Guido responded saying that Michael's proposal was acceptable.

But then there was an issue with .mro() after the bases had been rearranged. Michael worried about what to do when there was a conflict down the intheritence tree. He thought reverting back to the way things were if there was an issue was best. This would require keeping around copies of the previous states until the changes propogated all the way through.

Samuele Pedroni stepped in to try to answer this question (Samuele rewrote the MRO code recently and is directly mentioned in C3 implementation ). He came up with a possible case where there could be a possible order disagreement if two of the bases of a class had the same bases but one had the order swapped compared to the other (so C has bases of (A, B) and D has bases of (A, B) as well and E had bases (C, D); if C's bases became (B, A), E now has an order disagreement).
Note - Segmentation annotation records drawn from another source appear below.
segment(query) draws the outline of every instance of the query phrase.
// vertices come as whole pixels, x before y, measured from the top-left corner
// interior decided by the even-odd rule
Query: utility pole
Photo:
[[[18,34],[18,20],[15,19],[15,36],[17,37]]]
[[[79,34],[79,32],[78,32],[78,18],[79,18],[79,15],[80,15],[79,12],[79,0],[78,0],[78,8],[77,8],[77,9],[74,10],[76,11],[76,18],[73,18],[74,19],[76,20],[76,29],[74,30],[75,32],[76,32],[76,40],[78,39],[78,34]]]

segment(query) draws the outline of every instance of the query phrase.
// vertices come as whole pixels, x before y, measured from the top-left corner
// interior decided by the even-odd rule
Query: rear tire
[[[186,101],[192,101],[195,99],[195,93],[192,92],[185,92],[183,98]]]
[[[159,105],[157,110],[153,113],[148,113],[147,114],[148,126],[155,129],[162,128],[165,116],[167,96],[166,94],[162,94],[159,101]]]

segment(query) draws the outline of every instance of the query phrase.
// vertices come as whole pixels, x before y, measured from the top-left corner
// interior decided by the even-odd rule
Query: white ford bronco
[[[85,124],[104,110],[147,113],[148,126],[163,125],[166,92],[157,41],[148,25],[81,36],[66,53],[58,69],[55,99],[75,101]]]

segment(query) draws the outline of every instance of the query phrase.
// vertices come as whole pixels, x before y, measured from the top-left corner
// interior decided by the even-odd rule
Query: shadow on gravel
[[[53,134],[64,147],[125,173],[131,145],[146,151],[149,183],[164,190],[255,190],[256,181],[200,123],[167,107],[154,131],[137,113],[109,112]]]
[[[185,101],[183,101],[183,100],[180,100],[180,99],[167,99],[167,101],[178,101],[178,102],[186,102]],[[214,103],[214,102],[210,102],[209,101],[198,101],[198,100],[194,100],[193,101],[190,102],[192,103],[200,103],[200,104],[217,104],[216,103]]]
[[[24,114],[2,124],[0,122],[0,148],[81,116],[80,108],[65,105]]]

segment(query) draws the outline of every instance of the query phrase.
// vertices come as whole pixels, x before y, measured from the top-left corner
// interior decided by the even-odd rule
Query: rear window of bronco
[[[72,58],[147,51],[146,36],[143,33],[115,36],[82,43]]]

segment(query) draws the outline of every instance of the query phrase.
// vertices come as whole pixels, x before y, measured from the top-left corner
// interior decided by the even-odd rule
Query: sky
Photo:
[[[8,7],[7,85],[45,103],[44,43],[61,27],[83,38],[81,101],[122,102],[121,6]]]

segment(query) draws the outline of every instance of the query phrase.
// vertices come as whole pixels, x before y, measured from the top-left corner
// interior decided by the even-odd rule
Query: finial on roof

He suggested that "the mros of the subclasses should be computed lazily when needed (e.g. on the first - after the changes - dispatch), although this may produce inconsistences and errors at odd times".

Michael showed that his solution would catch the problem. But he did not like the idea of lazily evaluating; he wanted a more restrictive solution since this is a new thing. Michael stated that what he wanted this for was to "to swap out one class for another -- making instances of the old class instances of the new class, which was possible and making subclasses of the old subclasses of the new, which wasn't". It also turned out neither APL nor Dylan allow this kind of thing so Michael is breaking new ground.

Samuele asked about when the classes had solid bases (i.e., only a single superclass such as object). Michael said it would handled with no problem.

Classmethod Help

Raymond Hettinger emailed the list because Guido said that the few people in the world who understand descriptors for C code are on the list. The main reason I am mentioning the thread here, though, is because Armin Rigo gave the answer that "There are METH_CLASS and METH_STATIC flags that you can set in the tp_methods table".

You also learn, thanks to Guido, that you should only use PyErr_BadInternalCall() when you know that a "bad argment must have been created by a broken piece of C code".